Credit Suisse First Boston noted Hong Kong’s customer churn rate increased from less than 2 percent per month prior to the mandate to nearly 7 percent per month within a few months after WLNP was implemented. Few expect such a dramatic rise in the United States, noting Hong Kong witnessed the launch of four new carriers coinciding with WLNP and that the country’s exclusive reliance on GSM carriers allowed customers to easily take their SIM cards and contact information to a new operator.

Instead, most analysts expect the impact of WLNP in the states to be similar to what was experienced in a number of large European countries and Australia, where customer-churn figures spiked by as much as 50 percent immediately following the implementation of WLNP, and thereafter remained approximately 10 percent above pre-WLNP levels.

Gillott added that while WLNP’s effect on customer churn would be noticeable, he did not think the impact would be felt for at least six months after the mandate is implemented, now scheduled for Nov. 24.

“This is not going to happen on Nov. 25,” Gillott explained. “People have contracts, and I expect the systems will not be prepared to handle high traffic volume from day one.”

One possible scenario that could soften the blow for some wireless carriers would be the Federal Communications Commission’s approval of wireline-to-wireless LNP, which analysts predict could come by mid-2004. Gartner Inc. noted in a recent report that such a decision could have a greater impact than WLNP.

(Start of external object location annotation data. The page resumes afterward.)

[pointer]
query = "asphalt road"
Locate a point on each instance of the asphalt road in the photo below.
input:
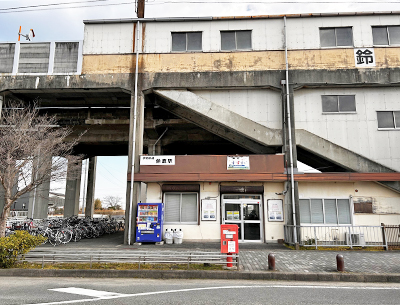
(57, 291)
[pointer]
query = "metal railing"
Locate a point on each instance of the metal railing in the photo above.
(337, 236)
(138, 257)
(392, 236)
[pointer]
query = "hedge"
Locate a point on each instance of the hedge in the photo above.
(17, 244)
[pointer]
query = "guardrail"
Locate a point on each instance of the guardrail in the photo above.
(139, 258)
(337, 236)
(41, 58)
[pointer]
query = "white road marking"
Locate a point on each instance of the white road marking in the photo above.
(117, 296)
(88, 292)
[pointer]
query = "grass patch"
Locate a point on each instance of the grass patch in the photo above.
(118, 266)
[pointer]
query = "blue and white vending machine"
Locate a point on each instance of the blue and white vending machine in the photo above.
(149, 222)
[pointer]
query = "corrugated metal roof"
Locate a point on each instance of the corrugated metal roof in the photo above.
(184, 19)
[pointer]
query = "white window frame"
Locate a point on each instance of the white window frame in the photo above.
(394, 120)
(339, 112)
(180, 208)
(236, 48)
(336, 46)
(351, 211)
(387, 35)
(186, 42)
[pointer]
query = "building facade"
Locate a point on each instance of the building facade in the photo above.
(262, 91)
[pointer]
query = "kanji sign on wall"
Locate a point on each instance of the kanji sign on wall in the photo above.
(364, 58)
(157, 160)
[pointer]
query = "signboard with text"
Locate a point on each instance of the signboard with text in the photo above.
(275, 210)
(157, 160)
(364, 58)
(209, 209)
(235, 162)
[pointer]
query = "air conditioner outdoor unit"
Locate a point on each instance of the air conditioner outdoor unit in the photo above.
(357, 239)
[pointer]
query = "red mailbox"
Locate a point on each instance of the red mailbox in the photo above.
(229, 239)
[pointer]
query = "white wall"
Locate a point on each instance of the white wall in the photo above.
(267, 34)
(303, 33)
(386, 203)
(261, 106)
(110, 38)
(357, 132)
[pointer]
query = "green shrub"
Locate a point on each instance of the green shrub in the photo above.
(19, 243)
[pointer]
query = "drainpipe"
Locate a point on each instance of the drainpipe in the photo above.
(134, 134)
(290, 137)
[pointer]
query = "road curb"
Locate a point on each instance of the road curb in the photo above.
(200, 274)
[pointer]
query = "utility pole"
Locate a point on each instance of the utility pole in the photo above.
(140, 8)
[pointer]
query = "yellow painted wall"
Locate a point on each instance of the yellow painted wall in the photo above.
(330, 59)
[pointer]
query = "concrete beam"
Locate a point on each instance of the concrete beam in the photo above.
(219, 120)
(342, 156)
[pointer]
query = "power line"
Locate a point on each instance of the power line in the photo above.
(55, 6)
(46, 5)
(63, 8)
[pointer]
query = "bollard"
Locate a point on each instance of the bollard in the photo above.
(271, 261)
(229, 260)
(340, 262)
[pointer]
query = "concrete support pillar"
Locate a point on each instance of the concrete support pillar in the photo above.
(72, 190)
(39, 197)
(138, 151)
(1, 105)
(89, 209)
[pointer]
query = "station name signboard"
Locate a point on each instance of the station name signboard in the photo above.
(235, 162)
(157, 160)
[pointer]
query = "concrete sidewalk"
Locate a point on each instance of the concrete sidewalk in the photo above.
(382, 266)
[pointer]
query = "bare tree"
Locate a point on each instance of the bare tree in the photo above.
(33, 150)
(113, 202)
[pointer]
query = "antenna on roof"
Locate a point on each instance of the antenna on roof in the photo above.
(27, 36)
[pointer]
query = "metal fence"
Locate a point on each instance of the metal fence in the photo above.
(337, 236)
(392, 236)
(138, 257)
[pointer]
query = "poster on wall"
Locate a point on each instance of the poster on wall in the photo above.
(275, 210)
(209, 209)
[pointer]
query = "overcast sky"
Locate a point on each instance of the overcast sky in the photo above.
(62, 19)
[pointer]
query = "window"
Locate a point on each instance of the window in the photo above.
(181, 208)
(190, 41)
(336, 37)
(235, 40)
(338, 103)
(386, 35)
(389, 119)
(325, 211)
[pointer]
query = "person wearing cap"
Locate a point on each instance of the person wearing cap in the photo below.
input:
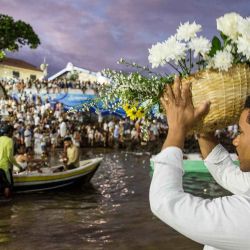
(7, 160)
(71, 154)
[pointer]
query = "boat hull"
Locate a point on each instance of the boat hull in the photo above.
(48, 181)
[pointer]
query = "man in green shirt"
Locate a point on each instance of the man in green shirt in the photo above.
(7, 160)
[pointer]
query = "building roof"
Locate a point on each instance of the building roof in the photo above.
(18, 63)
(70, 67)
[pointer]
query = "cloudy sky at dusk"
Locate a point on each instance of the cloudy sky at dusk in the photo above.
(94, 34)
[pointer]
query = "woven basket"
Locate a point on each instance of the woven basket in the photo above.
(227, 92)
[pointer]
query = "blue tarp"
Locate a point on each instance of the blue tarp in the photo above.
(76, 100)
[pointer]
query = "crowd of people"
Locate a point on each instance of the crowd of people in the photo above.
(41, 127)
(53, 86)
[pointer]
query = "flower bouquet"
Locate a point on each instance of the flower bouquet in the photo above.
(218, 69)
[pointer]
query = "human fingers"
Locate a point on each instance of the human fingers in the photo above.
(186, 93)
(177, 88)
(170, 94)
(164, 103)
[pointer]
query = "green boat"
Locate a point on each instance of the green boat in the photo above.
(195, 164)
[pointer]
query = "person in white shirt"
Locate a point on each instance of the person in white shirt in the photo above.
(63, 129)
(219, 223)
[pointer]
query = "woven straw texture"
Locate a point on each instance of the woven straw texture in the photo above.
(227, 92)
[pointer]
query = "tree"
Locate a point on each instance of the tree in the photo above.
(15, 34)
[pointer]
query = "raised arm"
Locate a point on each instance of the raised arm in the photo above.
(207, 143)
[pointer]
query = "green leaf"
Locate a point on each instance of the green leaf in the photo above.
(223, 36)
(216, 46)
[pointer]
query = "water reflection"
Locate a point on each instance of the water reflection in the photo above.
(113, 213)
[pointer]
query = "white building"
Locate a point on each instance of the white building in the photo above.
(83, 74)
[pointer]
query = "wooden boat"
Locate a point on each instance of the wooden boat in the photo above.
(54, 177)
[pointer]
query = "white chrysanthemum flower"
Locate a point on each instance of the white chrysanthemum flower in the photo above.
(170, 50)
(174, 50)
(210, 63)
(200, 45)
(187, 31)
(222, 60)
(228, 25)
(244, 46)
(156, 57)
(244, 27)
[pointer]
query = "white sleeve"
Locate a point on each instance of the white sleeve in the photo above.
(226, 173)
(222, 222)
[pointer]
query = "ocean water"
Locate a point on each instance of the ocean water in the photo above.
(110, 213)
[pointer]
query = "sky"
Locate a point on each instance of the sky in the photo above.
(95, 34)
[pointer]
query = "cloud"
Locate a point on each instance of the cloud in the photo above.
(95, 34)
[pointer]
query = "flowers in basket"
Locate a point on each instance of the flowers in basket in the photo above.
(185, 53)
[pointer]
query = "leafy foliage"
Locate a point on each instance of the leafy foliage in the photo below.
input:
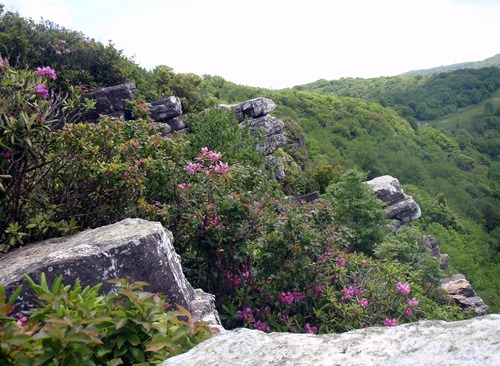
(75, 325)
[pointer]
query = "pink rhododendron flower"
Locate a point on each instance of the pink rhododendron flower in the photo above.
(184, 186)
(363, 302)
(390, 322)
(350, 292)
(340, 262)
(246, 314)
(413, 302)
(45, 71)
(318, 290)
(309, 329)
(403, 288)
(261, 326)
(214, 156)
(221, 168)
(42, 91)
(193, 168)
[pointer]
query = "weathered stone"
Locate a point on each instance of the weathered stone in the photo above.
(461, 292)
(400, 206)
(274, 164)
(270, 125)
(257, 107)
(137, 248)
(470, 342)
(237, 111)
(165, 109)
(110, 101)
(176, 124)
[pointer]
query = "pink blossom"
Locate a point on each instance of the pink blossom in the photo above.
(184, 186)
(193, 168)
(309, 329)
(214, 156)
(221, 168)
(403, 288)
(46, 71)
(22, 319)
(340, 262)
(363, 302)
(261, 326)
(350, 292)
(246, 314)
(318, 290)
(390, 322)
(42, 90)
(413, 302)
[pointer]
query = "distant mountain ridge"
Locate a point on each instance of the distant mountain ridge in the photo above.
(488, 62)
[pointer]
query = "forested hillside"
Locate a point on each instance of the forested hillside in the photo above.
(328, 266)
(453, 172)
(489, 62)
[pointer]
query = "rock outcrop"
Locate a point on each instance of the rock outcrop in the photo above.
(401, 207)
(135, 248)
(110, 101)
(469, 342)
(461, 292)
(266, 129)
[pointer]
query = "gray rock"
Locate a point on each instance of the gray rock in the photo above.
(470, 342)
(165, 109)
(110, 101)
(400, 206)
(257, 107)
(461, 292)
(137, 248)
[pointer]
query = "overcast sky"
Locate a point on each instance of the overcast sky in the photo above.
(282, 43)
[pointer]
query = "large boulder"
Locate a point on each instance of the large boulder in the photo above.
(400, 206)
(110, 101)
(135, 248)
(469, 342)
(461, 293)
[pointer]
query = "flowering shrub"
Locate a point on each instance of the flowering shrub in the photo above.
(28, 113)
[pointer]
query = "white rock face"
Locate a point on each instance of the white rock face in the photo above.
(470, 342)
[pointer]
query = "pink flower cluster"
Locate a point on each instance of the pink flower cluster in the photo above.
(184, 186)
(318, 290)
(403, 288)
(309, 329)
(42, 90)
(350, 292)
(340, 262)
(289, 298)
(193, 168)
(246, 315)
(46, 71)
(390, 322)
(22, 319)
(261, 326)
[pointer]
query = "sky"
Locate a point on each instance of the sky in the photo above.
(281, 43)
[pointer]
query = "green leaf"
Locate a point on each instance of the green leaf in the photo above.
(134, 339)
(15, 295)
(121, 323)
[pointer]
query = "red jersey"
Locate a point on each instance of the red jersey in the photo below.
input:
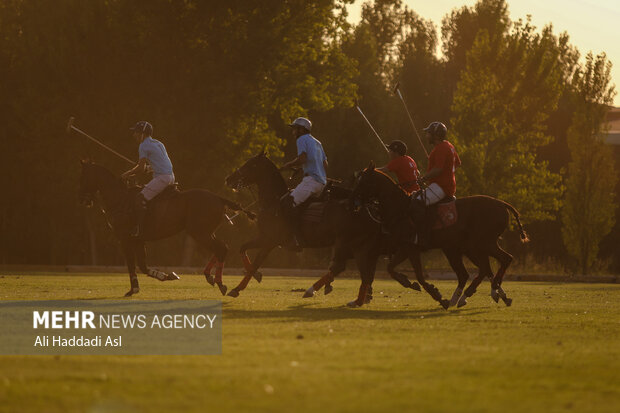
(406, 171)
(445, 157)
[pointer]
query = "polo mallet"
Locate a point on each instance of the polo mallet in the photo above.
(396, 91)
(230, 219)
(373, 129)
(70, 126)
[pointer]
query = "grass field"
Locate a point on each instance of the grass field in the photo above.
(557, 349)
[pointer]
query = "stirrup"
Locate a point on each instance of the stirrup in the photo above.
(135, 232)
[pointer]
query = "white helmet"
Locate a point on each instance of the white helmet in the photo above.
(303, 122)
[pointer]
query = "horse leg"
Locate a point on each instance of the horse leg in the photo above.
(401, 278)
(207, 270)
(366, 263)
(481, 260)
(260, 257)
(140, 251)
(325, 280)
(247, 264)
(416, 263)
(338, 265)
(505, 259)
(130, 257)
(455, 259)
(220, 250)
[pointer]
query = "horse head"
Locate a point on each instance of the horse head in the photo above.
(255, 170)
(95, 178)
(368, 185)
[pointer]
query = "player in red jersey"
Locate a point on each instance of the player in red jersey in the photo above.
(403, 166)
(440, 174)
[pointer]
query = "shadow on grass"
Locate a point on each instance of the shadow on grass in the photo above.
(306, 312)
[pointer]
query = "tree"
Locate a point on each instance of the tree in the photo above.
(589, 207)
(505, 94)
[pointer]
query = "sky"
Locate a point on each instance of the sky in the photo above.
(592, 25)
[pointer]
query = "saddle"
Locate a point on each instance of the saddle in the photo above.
(445, 213)
(312, 209)
(169, 192)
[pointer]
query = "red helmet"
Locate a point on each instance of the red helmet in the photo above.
(437, 129)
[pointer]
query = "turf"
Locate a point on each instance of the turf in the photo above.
(556, 349)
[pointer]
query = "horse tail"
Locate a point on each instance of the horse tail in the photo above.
(523, 235)
(237, 207)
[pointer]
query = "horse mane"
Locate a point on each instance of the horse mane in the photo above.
(273, 169)
(390, 180)
(107, 174)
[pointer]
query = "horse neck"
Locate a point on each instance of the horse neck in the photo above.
(110, 187)
(393, 201)
(271, 186)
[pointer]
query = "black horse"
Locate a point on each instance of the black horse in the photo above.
(197, 211)
(351, 234)
(481, 221)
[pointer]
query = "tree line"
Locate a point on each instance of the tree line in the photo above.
(220, 80)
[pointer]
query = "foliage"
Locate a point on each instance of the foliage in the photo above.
(508, 89)
(589, 206)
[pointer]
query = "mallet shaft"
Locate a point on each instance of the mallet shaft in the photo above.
(397, 89)
(373, 129)
(70, 126)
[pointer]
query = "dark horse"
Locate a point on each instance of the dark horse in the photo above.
(197, 211)
(481, 221)
(351, 234)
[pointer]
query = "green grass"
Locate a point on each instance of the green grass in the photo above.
(556, 349)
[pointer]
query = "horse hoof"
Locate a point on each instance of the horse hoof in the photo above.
(455, 297)
(233, 293)
(309, 293)
(132, 292)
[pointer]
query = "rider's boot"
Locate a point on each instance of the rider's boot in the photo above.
(140, 211)
(291, 215)
(420, 222)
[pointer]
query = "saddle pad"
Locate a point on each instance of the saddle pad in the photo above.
(446, 215)
(313, 212)
(170, 191)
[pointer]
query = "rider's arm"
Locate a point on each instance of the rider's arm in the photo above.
(139, 168)
(299, 161)
(431, 174)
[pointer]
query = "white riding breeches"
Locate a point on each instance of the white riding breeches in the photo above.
(156, 185)
(306, 188)
(433, 194)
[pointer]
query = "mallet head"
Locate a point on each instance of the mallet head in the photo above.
(70, 124)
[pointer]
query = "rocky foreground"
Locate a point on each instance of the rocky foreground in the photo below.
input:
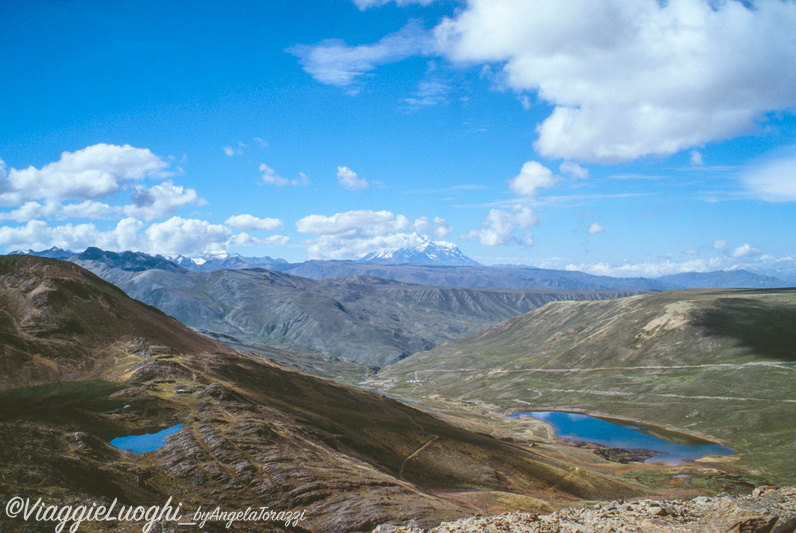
(766, 510)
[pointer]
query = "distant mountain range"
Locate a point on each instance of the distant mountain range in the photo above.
(718, 363)
(83, 363)
(424, 252)
(440, 264)
(362, 319)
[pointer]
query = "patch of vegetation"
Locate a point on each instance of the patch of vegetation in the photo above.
(91, 395)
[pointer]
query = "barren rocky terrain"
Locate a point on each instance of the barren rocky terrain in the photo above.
(766, 510)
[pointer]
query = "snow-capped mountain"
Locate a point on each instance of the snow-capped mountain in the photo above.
(54, 253)
(210, 261)
(421, 251)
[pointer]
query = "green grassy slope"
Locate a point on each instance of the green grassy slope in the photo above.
(714, 363)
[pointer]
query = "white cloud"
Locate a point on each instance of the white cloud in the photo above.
(354, 234)
(251, 223)
(180, 236)
(501, 227)
(354, 223)
(92, 173)
(429, 93)
(745, 250)
(349, 179)
(628, 79)
(159, 201)
(532, 176)
(366, 4)
(774, 181)
(596, 228)
(573, 170)
(270, 177)
(333, 62)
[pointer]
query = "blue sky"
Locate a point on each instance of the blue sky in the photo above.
(642, 138)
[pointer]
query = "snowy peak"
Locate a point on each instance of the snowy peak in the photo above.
(211, 261)
(421, 250)
(53, 253)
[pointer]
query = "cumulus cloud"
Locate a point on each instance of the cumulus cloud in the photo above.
(93, 173)
(270, 177)
(73, 186)
(745, 250)
(628, 79)
(333, 62)
(596, 228)
(366, 4)
(501, 227)
(349, 179)
(159, 201)
(774, 181)
(363, 222)
(532, 176)
(353, 234)
(251, 223)
(430, 92)
(573, 170)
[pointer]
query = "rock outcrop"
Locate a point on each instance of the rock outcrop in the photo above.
(766, 510)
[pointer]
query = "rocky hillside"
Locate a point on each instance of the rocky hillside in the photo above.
(83, 363)
(362, 319)
(718, 364)
(767, 510)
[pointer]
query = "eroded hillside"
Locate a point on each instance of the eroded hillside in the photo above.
(718, 364)
(83, 363)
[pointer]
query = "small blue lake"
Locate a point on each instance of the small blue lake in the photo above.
(148, 442)
(671, 447)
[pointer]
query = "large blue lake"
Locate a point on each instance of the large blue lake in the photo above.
(148, 442)
(671, 447)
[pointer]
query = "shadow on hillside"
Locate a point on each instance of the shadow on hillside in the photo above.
(766, 331)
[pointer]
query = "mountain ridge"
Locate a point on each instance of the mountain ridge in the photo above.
(252, 431)
(472, 275)
(717, 363)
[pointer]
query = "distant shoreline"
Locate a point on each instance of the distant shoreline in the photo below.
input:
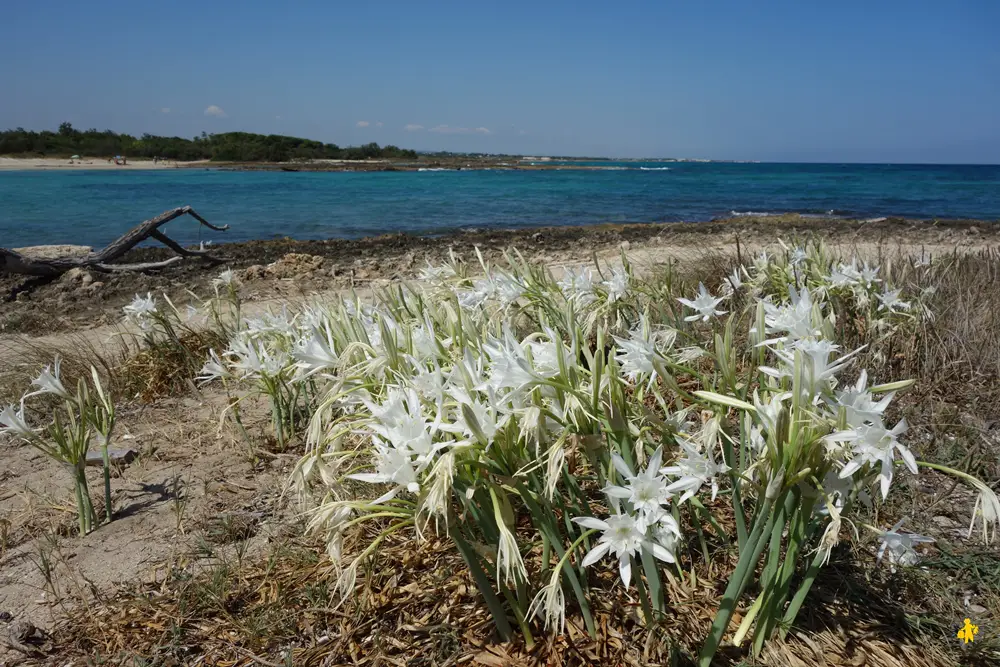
(87, 164)
(322, 165)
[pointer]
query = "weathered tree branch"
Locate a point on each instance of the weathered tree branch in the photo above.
(15, 263)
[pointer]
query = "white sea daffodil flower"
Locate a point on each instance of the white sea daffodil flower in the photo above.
(693, 471)
(897, 546)
(636, 355)
(226, 279)
(507, 288)
(869, 275)
(213, 369)
(509, 367)
(578, 286)
(647, 490)
(816, 371)
(661, 528)
(859, 406)
(545, 354)
(436, 273)
(736, 279)
(394, 466)
(617, 284)
(845, 275)
(875, 444)
(704, 303)
(48, 381)
(889, 300)
(623, 535)
(794, 320)
(140, 309)
(317, 353)
(12, 422)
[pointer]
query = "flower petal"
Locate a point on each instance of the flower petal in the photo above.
(596, 554)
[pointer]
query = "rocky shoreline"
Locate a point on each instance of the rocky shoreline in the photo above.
(304, 266)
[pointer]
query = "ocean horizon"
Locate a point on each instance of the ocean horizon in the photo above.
(94, 207)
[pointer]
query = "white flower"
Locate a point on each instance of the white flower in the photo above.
(795, 320)
(662, 528)
(869, 275)
(898, 546)
(622, 535)
(12, 422)
(890, 301)
(545, 354)
(987, 510)
(401, 421)
(874, 444)
(429, 383)
(816, 371)
(436, 273)
(141, 307)
(646, 491)
(507, 288)
(510, 565)
(475, 419)
(226, 279)
(48, 381)
(693, 471)
(736, 278)
(845, 275)
(704, 303)
(550, 604)
(509, 367)
(578, 286)
(316, 353)
(617, 284)
(394, 466)
(213, 369)
(858, 404)
(636, 355)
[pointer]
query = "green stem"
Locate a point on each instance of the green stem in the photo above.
(106, 457)
(744, 568)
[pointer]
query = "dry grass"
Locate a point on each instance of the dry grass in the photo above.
(424, 609)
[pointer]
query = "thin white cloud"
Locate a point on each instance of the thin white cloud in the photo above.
(449, 129)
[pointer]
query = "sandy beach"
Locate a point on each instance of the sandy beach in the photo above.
(48, 164)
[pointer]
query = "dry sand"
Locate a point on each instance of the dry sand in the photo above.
(49, 163)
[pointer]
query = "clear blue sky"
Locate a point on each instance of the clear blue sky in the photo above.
(796, 80)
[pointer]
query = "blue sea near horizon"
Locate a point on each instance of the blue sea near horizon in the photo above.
(95, 207)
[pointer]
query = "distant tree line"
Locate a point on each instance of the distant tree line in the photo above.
(226, 147)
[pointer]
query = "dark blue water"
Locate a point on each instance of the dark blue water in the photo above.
(93, 207)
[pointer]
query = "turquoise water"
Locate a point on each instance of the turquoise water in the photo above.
(94, 207)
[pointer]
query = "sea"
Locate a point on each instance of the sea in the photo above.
(94, 207)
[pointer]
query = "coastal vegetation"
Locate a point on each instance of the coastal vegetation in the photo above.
(224, 147)
(502, 462)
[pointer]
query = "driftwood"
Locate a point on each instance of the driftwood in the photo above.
(43, 269)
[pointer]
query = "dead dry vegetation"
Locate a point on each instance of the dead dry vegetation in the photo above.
(205, 562)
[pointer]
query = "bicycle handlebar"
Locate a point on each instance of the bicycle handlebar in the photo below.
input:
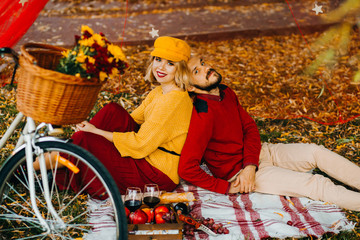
(10, 51)
(15, 56)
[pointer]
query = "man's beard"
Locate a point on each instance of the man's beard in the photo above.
(212, 85)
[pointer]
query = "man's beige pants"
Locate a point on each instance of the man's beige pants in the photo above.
(285, 169)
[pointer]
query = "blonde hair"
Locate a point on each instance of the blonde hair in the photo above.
(182, 73)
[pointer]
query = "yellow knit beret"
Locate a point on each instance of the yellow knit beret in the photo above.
(172, 49)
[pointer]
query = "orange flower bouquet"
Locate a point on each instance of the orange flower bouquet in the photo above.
(93, 57)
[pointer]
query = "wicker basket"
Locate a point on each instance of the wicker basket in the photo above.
(49, 96)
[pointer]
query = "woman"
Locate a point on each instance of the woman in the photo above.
(144, 147)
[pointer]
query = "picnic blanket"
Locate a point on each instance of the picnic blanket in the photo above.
(247, 216)
(258, 216)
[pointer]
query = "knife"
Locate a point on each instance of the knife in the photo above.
(197, 225)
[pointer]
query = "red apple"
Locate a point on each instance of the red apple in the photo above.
(159, 217)
(160, 209)
(150, 213)
(138, 217)
(127, 212)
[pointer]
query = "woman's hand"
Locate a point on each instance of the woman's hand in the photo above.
(85, 126)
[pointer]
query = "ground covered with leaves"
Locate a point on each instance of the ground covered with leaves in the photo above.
(268, 74)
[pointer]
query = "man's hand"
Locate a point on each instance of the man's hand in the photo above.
(245, 181)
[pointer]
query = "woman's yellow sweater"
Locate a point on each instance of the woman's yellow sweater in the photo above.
(164, 120)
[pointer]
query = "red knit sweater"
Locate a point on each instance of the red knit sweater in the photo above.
(224, 136)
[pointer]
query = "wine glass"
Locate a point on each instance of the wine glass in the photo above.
(133, 198)
(151, 195)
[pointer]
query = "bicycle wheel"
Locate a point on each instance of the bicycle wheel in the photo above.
(86, 214)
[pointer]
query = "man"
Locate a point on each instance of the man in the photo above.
(226, 139)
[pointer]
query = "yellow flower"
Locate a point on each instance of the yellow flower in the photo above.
(81, 57)
(102, 76)
(84, 66)
(99, 40)
(116, 52)
(87, 42)
(85, 28)
(91, 60)
(65, 53)
(114, 73)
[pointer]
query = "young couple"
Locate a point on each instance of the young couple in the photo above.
(169, 135)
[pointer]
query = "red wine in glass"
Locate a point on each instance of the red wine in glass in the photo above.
(151, 196)
(132, 205)
(151, 201)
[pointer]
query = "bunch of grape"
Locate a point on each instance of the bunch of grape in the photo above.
(169, 217)
(217, 228)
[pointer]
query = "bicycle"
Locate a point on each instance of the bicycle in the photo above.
(42, 204)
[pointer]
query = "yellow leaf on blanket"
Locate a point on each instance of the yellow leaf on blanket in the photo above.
(279, 214)
(291, 202)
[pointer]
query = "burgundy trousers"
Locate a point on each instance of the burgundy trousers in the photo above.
(126, 171)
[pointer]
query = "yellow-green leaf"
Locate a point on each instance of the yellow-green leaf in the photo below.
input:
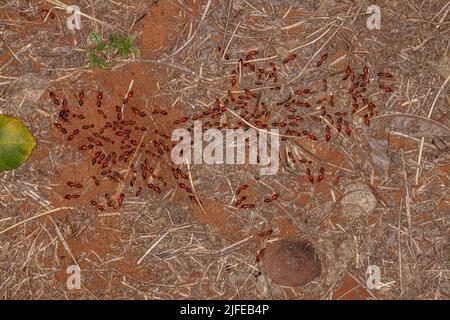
(16, 143)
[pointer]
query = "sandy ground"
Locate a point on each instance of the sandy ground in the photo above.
(364, 164)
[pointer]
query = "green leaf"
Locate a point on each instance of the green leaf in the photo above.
(16, 143)
(96, 39)
(115, 41)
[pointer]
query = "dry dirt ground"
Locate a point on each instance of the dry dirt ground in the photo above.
(363, 116)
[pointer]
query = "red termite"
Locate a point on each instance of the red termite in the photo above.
(265, 233)
(260, 255)
(322, 59)
(289, 58)
(384, 74)
(324, 85)
(366, 119)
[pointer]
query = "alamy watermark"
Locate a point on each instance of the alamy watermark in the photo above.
(374, 21)
(74, 20)
(230, 149)
(74, 278)
(374, 279)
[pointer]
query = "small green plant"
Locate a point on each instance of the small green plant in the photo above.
(103, 51)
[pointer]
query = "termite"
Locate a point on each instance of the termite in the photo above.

“The impact of such a mandate will be more dramatic than wireless number portability,” said Ron Cowles, research vice president for Gartner. “It will turn marketing strategies upside down and have a significant impact on customer calling patterns and areas, state and federal regulations, pricing and interconnection agreements, and product offerings and plans.”

Gartner added that nearly 10 percent of wireline customers will transfer their service to wireless providers once wireline-to-wireless number portability is implemented in addition to those that plan to migrate regardless of whether they get to keep their wireline numbers.

If the wireless industry does experience a worst-case scenario of more than $20 billion in additional costs to cover WLNP, Gillott said the industry could be forced into consolidation as most carriers would not be able to shoulder the financial burden on their own.

“If you add $20 billion to this industry, you have to have consolidation,” Gillott said. “It would make life very different.”

Gillott noted the consolidation scenarios probably would fall along technology lines with the most likely deals involving GSM operators including Cingular Wireless L.L.C., AT&T Wireless Services Inc. or T-Mobile USA Inc.

Last month Cingular and AT&T Wireless reported in government filings that they expect to pay $377 million and $380 million respectively over the next five years to implement WLNP, which was well ahead of previous forecasts the companies made in 2001, when they predicted the mandate would cost $250 million and $92 million respectively over five years.

In stark contrast to the wireless industry’s expected multibillion-dollar losses once WLNP is implemented, enterprise consultants are predicting the business sector stands to reap millions of dollars in financial rewards.

“Corporations have historically had very little leverage in cell-phone negotiations,” said Greg Carr, founder of telecommunications expense management firm Teldata Control. “With portability, this is a watershed moment for the pricing in that market.”

Teldata vice president Nick Wray added that it was important for companies to study how wireless carriers are going to proceed on pricing over the next four to six months, and that Teldata expects to accelerate its benchmarking of cell-phone contract data as a tool for its clients.